Tome 1, Chapitre 20 « L'Ange Déçu » Tome 1, Chapitre 20
Qu’est-ce qu’il m’a pris ? J’aperçois du coin de l’œil Armand et Ophélia qui se dirigent vers l’une des baies. Assise au bar, j’attends le retour de mon compagnon.
    – Pourquoi sommes-nous là, Hierominus ? lancé-je évasive.
    Au même instant, le barman dépose sous mon nez un verre à pied empli d’un liquide bleuté.
    – De la part de votre cavalier. Il m’a demandé de vous remettre ceci, me souffle-t-il en me glissant entre les doigts un minuscule carton blanc.
    Abélia, pardonne-moi par avance mon inconduite. Cependant, je me dois de m’absenter. Si je ne suis pas revenu d’ici minuit, va-t’en quérir Armand et Ophélia.
    Un instant, il me prend l’envie de tout démolir autour de moi et de redessiner à ma manière le portrait de l’elfe noir qui se tient derrière le comptoir.

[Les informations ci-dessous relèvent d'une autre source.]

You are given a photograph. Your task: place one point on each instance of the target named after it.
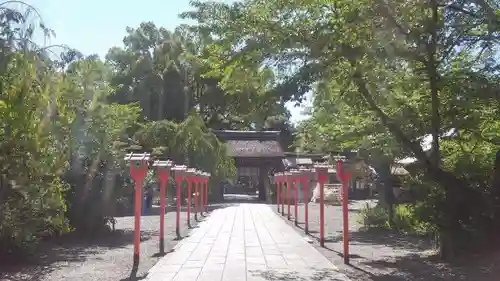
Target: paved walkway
(245, 242)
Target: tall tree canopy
(384, 75)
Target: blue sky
(93, 26)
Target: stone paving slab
(247, 242)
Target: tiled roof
(254, 148)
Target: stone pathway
(245, 242)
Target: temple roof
(251, 143)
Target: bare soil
(381, 255)
(106, 258)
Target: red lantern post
(283, 195)
(288, 179)
(277, 181)
(206, 180)
(179, 173)
(138, 171)
(196, 181)
(322, 176)
(306, 175)
(163, 172)
(190, 179)
(295, 184)
(344, 177)
(202, 192)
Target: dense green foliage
(67, 121)
(384, 74)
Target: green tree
(398, 66)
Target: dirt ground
(381, 255)
(108, 258)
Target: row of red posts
(139, 166)
(305, 176)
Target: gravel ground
(385, 256)
(108, 258)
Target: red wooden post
(344, 177)
(207, 179)
(283, 195)
(202, 193)
(295, 184)
(305, 178)
(288, 187)
(163, 172)
(195, 185)
(138, 171)
(205, 183)
(322, 175)
(190, 175)
(277, 181)
(179, 172)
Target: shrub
(406, 219)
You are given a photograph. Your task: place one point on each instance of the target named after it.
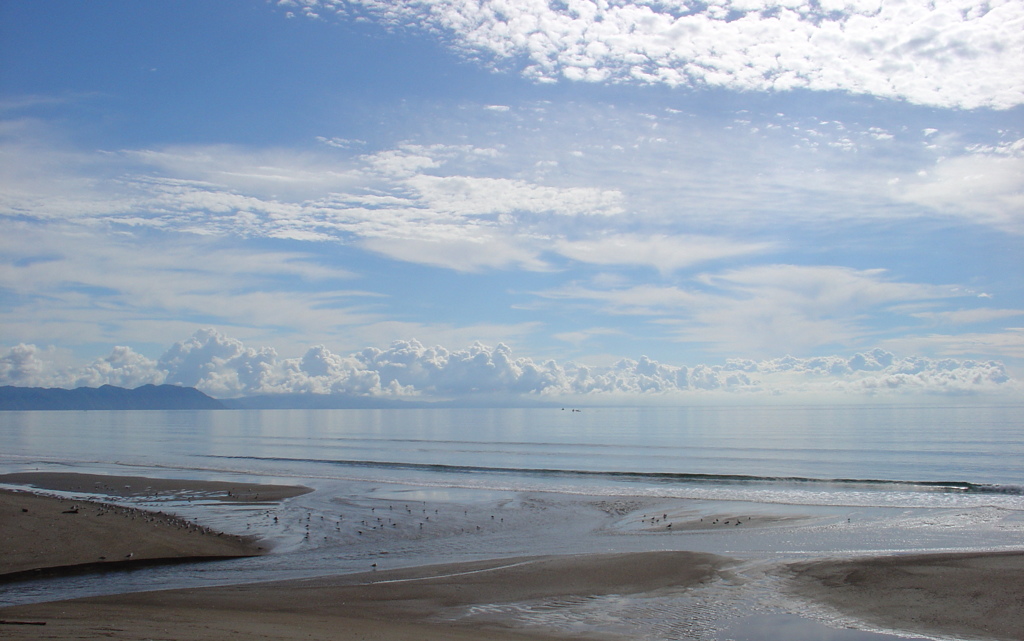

    – Alors Abélia, tu en fais une tête, murmure quelqu’un derrière moi.
    Je me retourne et découvre la troublante princesse melnibonéenne. Elle porte une robe de soirée bleue qui rehausse avec élégance la pâleur de son teint. Elle lance une œillade au barman qui aussitôt lui tend une flûte remplie d’une liqueur rosée, d’où s’échappent d’étranges volutes de fumée.
    – Qu’est-ce que c’est ? ajoute-t-elle comme elle aperçoit le morceau de carton dans ma main.
    – Rien, murmuré-je.
    Elle hausse un sourcil, mais ne dit rien. À la place, elle s’empare de sa flûte et l’élève à hauteur de ses yeux.
    – À la tienne, Abélia, ronronne-t-elle. Sans rancune, hein !
    Interdite, je la dévisage un instant. Où est donc passé Armand ? Je ne le vois plus ; il a disparu. Au fond, je m’en moque un peu ; la compagnie de l’exilée ne m’est pas des plus désagréables.
    – Où est Armand ? Je ne le vois pas.
    Elle sourit.
    – Dans un coin où je n’ai aucune envie de l’accompagner, me rétorque-t-elle, un index pointé sur la porte des toilettes.
    Je pouffe pour retenir le fou rire qui me monte aux lèvres. Pourtant, je ne peux me départir d’un étrange sentiment, comme si elle, Armand et Hierominus me cachaient quelques sombres secrets.
    – N’oublie pas Abélia ! Tu es le Spectateur, me glisse-t-elle soudain comme si elle avait lu dans mes pensées.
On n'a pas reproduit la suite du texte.